Today as Christians around the world celebrate Easter, I also personally celebrate another special event. On this day, 23 years ago, I became a Christian as I asked Jesus Christ to come into my heart.
Let me take you back in time to that day. I was 13 years old, and for the past few months, I had this sense that God wanted a deeper relationship with me. Growing up as a daughter of missionaries, Christ was preached day in and day out. At 6, I had said yes to Jesus. I was known as a good girl by everyone around me. So in the eyes of everyone, everything was going well.
Yet recently, as I entered into my teen years, I felt that I needed more. My experience in boarding school had not been kind to me, and maybe it was what made me realise that I was not perfect. I wanted more out of life. There was this new hunger I could not explain and this need for God that was growing every day.
So on this Saturday evening as my Mum preached to the young people that usually gathered at our house in Akure, Ondo State, Nigeria. I had this conviction that tonight was the night. You see, I had gotten the impulse a few weeks prior at the youth service at Church. But to be honest, I was scared of what people would say. ”Pastor’s child, and it’s only now she is giving her life to Christ.”
Now in my living room, my Mama was preaching and giving the altar call. Still, I remained in my seat. I thought again, how embarrassing this would be if I put my hand up in front of all these people.
Later on, when the house was quiet. After the teenagers had departed for their homes, and we had rearranged the sitting room and dining. I went to my room, closed my door and started to pray.
Then I stood up suddenly; I wasn’t sure if I was doing it right. So I ran into my parent’s bedroom. My mother was startled. ”Bethany are you okay? She asked me.” You see, I had been sick for three months and was waiting to have surgery. So when I came bursting into her room, she thought I was in pain.
Then I quickly told her my predicament. I can still see her smile as she said to me that what I had in mind to do was just fine. There was no ritual as such; all I needed to do was confess my sins and ask Jesus to come into my heart.
So back to my room, I went, and I knelt and prayed that simple but powerful prayer. Then I felt a fantastic sensation of peace. It felt so real that I could almost touch it. Gone was all the anxiety and inside me was this peace and joy bubbling as I stood up and rushed to my Mama. I did it, and He is in my heart. I cried out in relief.
Two weeks later, I had the surgery. Four months after we moved as a family to another country. Giving my life to Christ is the best decision I made.

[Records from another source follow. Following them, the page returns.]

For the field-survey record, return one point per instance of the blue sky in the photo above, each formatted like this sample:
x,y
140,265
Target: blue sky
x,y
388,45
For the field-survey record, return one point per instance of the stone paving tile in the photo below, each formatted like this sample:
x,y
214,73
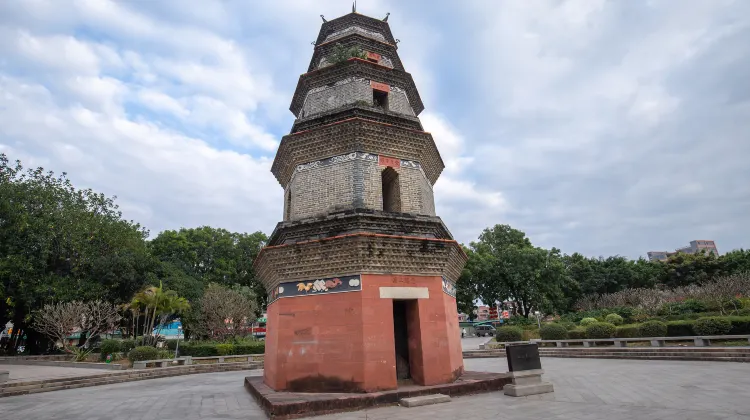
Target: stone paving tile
x,y
585,389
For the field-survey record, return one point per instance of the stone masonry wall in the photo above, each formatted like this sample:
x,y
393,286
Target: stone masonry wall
x,y
349,91
354,182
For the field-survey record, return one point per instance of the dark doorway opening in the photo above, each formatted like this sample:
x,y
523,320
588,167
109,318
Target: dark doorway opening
x,y
380,99
401,339
391,190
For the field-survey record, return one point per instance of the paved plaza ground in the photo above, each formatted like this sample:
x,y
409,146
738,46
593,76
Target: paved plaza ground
x,y
584,389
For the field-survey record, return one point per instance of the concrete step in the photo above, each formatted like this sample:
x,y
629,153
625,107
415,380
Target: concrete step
x,y
424,400
32,387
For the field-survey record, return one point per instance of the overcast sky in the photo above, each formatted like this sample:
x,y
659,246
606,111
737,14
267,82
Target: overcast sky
x,y
603,127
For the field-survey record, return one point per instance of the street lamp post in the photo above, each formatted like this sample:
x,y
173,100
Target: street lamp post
x,y
177,348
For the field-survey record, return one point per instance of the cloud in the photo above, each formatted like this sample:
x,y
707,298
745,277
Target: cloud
x,y
599,127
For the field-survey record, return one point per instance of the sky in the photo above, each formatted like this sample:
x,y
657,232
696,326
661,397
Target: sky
x,y
599,127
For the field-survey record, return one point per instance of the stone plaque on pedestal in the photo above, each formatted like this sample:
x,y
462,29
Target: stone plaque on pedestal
x,y
523,357
526,370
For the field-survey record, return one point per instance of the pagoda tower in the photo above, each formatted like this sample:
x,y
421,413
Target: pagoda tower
x,y
360,273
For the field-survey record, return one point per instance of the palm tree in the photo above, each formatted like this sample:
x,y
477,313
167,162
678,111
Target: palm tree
x,y
157,302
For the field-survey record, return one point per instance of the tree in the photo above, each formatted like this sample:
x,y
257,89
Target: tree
x,y
157,304
224,311
59,321
193,258
59,243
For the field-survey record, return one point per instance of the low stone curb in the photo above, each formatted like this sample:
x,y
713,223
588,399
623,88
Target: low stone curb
x,y
715,354
9,389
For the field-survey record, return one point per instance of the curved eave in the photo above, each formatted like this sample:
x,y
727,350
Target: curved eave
x,y
355,67
354,18
371,44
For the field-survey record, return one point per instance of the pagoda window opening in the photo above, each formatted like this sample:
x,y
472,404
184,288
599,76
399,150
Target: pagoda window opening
x,y
380,99
288,204
391,191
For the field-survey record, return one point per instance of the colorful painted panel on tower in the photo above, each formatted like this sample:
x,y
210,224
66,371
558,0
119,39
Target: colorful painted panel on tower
x,y
316,287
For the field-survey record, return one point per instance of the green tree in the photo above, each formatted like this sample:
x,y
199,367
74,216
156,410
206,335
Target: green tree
x,y
60,243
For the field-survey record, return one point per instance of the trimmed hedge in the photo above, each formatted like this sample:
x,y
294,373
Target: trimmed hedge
x,y
109,347
143,353
127,345
221,349
553,332
653,329
587,321
627,331
680,328
505,334
577,334
600,330
712,326
613,319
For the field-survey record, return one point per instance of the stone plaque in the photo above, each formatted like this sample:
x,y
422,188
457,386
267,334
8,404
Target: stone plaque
x,y
523,357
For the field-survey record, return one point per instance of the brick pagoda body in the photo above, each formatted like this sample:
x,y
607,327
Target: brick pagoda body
x,y
361,272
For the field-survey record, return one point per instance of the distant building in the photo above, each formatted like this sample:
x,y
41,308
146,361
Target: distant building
x,y
695,247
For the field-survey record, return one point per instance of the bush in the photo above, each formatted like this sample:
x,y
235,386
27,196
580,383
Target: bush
x,y
653,329
613,319
577,334
587,321
600,330
627,331
553,332
225,349
256,347
506,334
127,345
109,347
143,353
680,328
165,354
520,321
171,344
712,326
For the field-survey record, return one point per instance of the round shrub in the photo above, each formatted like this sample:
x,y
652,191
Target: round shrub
x,y
109,347
225,349
143,353
653,329
577,334
627,331
506,334
712,326
600,330
553,332
613,319
127,345
587,321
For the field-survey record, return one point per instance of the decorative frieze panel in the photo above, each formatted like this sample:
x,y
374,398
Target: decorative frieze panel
x,y
449,288
355,29
340,284
389,161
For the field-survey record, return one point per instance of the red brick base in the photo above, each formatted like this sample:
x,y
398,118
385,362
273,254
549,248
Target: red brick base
x,y
344,342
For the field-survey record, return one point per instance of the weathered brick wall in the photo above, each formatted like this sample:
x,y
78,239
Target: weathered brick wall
x,y
398,102
321,187
349,91
322,190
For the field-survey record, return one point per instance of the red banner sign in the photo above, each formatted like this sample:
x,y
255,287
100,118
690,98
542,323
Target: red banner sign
x,y
388,161
380,86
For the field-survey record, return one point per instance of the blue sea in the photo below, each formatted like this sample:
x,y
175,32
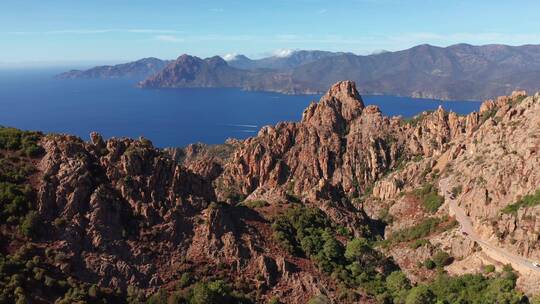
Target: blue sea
x,y
34,100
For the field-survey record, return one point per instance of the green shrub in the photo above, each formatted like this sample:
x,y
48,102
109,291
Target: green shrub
x,y
530,200
421,230
429,196
29,226
255,204
489,268
429,264
441,259
319,299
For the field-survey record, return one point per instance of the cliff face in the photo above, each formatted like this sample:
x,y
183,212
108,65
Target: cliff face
x,y
139,69
124,215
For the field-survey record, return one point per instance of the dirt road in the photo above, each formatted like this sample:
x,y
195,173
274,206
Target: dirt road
x,y
501,255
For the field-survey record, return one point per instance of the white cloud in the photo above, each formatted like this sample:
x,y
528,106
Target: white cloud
x,y
169,38
230,56
283,52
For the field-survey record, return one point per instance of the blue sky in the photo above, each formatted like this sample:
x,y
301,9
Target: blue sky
x,y
104,31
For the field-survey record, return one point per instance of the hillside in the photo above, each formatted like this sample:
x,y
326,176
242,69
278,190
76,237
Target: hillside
x,y
139,69
457,72
345,206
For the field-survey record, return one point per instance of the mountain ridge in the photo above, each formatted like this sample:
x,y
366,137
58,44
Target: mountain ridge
x,y
322,209
457,72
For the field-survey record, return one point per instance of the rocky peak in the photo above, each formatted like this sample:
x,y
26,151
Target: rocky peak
x,y
339,106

At 17 years old, I publicly declared my faith by getting baptised in the school’s swimming pool. If you know my aversion for water, that was a bold statement I made. At 18, I was on my own, attending university in California.
My journey has not been an easy one. But my faith in Christ Jesus is what has kept me grounded till date. The confidence that no matter what happens, God who raised Jesus from death is with me is what keeps me trusting and believing even in scary times like the current one are facing right now.
I don’t have all the answers but this one thing I know, because He lives, I can face tomorrow. Also knowing that absolutely nothing can separate me from his love gives me the courage to live out each day.
Dear friends and family, I don’t know if you know Jesus as your saviour. I hope that you would get to know him. Especially in an insecure world like ours, you will find him to be a solid Rock.